Наверное, я его обидела своей «кашей». Он ушел из почты, даже не простившись.
Вот всегда у меня так. Парень, можно сказать, совершил героический поступок, а я ему «каша». Я снова спустилась на кухню. Каша окончательно остыла, но зато чай я пила с малиновым пирогом. Объеденье.
Когда поднялась наверх, в почте было письмо из Италии, но не от Франческо. Писала ученица Старшей подруги, переводчица с русского, Федерика Дзонгелли. Вообще удивительно, сколько у моей Старшей подруги друзей, учеников, «фанатов» во всех концах земли. Родственников практически уже не осталось, но на свой день рожденья, обычно встречаемый ею дома, получает она до 50 звонков из самых разных городов и стран. Это те, кого она зарядила, с кем поделилась своим жизнелюбием.
Федерика писала:
CaraKira,
Il telefono di Anette поп rispondeva. Percio' ho chiesto a Carlo di andare da lei. Lui ha aperto la porta con la sua chiave e ha chiamato V ambulanza. Adesso Anette sta in ospedale e si sente meglio.

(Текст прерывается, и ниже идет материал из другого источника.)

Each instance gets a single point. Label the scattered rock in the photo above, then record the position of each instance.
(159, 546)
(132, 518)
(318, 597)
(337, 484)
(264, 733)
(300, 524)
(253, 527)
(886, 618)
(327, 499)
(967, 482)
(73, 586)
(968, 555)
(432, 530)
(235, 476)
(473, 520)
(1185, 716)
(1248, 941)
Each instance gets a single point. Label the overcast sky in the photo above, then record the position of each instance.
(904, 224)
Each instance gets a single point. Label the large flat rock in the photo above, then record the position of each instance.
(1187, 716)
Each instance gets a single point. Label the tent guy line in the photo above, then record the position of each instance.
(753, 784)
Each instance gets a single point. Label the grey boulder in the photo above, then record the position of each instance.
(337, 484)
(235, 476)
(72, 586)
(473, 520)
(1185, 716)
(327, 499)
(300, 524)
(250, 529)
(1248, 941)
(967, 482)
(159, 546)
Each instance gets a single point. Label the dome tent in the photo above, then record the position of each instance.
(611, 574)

В переводе это означало, что телефон у моей Старшей подруги не отвечал, и Федерика послала к ней своего мужа, Карло. Он открыл дверь своим ключом и вызвал Скорую. Старшая подруга сейчас в больнице, чувствует себя лучше…
Федерика ничего не писала о том, что случилось, почему понадобилась Скорая.
Спросить? Но я уверена, что она уйдет от ответа. Так что написала несколько незначащих слов:
Дорогая Федерика,
Спасибо за сообщение, хоть оно и грустное!